Ricorda: quando incontri una persona che soffre, è come se incontrassi Gesù.
Il dolore che noi proviamo ci rende più sensibili al dolore degli altri. E quando poi soffriamo per un'altra persona, ad esempio quando stiamo male perchè è morta una persona a cui volevamo bene, abbiamo la prova che siamo stati capaci di amare. C'è dunque un legame profondo che lega la sofferenza all'amore.
Ecco perchè la sofferenza ha un significato.
Gesù, prima di andare a morire in croce, ha detto che quella sofferenza cui andava incontro era necessaria "per entrare nella sua gloria".
E la gloria di Dio - ha detto ancora Frossard - non è altro che l'irradiarsi visibile dell'amore".
L'ultima cosa che ti voglio dire è questa: non dimenticarti che Gesù ci ha promesso la vita eterna.
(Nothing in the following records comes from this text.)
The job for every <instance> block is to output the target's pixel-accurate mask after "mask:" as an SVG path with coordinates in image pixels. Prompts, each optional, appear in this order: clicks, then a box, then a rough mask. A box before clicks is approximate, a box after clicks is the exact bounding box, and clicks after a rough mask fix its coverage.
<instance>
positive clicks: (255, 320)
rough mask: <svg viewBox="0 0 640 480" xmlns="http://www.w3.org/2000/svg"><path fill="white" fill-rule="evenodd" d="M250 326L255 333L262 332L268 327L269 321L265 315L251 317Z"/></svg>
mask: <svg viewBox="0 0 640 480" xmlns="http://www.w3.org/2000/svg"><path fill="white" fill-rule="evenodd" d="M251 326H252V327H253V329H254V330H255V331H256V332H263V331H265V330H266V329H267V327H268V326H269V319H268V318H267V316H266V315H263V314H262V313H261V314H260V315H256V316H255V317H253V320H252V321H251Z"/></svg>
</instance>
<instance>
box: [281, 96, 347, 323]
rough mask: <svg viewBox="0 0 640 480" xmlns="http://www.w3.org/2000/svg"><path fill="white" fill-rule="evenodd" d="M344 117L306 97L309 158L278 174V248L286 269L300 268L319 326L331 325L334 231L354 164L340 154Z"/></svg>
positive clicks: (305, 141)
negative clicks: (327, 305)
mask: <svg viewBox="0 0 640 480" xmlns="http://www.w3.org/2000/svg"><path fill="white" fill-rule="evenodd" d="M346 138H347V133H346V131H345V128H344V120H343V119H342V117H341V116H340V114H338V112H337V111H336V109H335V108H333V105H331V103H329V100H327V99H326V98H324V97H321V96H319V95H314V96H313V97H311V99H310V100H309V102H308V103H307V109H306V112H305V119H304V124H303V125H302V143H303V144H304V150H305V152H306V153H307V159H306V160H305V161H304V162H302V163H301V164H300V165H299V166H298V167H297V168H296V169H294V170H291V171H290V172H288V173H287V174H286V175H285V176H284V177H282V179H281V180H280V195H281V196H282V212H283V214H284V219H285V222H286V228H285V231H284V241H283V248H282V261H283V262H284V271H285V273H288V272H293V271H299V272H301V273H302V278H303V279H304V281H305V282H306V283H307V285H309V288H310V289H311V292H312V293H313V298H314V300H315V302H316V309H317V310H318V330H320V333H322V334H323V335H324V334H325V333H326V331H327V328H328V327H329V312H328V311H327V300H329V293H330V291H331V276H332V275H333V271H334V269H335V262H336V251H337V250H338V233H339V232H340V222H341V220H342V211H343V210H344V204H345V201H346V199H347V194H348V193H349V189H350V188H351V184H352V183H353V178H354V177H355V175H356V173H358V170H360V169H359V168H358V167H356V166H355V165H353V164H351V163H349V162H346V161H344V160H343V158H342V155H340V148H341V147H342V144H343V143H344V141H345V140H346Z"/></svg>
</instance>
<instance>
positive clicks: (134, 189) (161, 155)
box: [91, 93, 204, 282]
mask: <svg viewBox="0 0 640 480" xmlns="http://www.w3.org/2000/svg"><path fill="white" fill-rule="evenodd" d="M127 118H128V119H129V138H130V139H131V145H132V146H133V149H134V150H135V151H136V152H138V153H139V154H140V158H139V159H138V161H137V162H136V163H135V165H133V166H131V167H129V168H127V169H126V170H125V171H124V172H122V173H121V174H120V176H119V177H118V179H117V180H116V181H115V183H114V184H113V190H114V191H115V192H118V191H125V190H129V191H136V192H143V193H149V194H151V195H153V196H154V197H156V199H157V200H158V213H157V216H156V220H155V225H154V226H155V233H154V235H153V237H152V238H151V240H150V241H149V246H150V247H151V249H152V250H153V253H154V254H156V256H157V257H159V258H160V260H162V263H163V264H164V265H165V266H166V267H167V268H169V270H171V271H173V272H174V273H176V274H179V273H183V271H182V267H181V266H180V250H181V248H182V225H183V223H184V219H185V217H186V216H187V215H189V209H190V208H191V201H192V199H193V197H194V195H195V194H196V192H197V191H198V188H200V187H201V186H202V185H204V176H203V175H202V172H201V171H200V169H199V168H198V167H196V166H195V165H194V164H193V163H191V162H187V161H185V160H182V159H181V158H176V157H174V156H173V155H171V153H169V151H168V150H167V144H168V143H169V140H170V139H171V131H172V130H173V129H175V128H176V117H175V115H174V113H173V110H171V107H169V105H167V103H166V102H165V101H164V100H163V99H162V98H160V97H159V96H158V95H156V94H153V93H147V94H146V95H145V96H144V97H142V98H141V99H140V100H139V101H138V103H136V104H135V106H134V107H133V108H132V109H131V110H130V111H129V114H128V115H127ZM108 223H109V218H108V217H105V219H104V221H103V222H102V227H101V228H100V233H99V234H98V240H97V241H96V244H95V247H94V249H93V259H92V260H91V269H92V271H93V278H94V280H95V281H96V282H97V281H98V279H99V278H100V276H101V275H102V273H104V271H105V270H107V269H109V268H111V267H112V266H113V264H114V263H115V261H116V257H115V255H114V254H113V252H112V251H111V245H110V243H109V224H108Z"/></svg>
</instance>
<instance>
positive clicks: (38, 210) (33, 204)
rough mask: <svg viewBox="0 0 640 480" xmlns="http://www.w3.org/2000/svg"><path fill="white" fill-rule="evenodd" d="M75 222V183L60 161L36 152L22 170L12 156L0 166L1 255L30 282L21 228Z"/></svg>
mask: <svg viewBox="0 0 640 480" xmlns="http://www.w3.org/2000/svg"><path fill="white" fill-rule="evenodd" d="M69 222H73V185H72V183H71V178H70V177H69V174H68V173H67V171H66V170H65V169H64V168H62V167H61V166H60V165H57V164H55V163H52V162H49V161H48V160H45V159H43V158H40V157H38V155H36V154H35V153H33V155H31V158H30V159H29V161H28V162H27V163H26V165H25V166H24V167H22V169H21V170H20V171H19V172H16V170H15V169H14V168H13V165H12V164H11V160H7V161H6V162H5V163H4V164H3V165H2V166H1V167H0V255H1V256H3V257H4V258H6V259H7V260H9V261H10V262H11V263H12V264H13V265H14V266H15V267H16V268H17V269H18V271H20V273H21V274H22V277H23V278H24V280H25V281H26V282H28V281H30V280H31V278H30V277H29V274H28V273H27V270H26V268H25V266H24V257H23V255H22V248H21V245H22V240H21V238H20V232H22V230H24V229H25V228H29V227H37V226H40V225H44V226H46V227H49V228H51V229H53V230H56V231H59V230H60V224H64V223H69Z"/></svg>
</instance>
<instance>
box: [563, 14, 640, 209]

Se non parliamo di questo quando parliamo del dolore, è come se di un film o di una partita di calcio vedessimo solo il primo tempo: non riusciremmo a capire niente.
Il dolore c'è,Gesù stesso non ha potuto né voluto sottrarvisi. Ma il dolore non ha l'ultima parola nella nostra vita. Al contrario, è necessario "per entrare nella gloria". Ed è questa gloria il destino che ci aspetta. la prospettiva dei credenti è quel paradiso dove "Egli dimorerà tra di loro (...) e tergerà ogni lacrima dai loro occhi; non ci sarà più la morte, né lutto, né lamento, né affanno, perchè le cose di prima sono passate". E' un passo dell'Apocalisse, capitolo 21, versetti 3 e seguenti.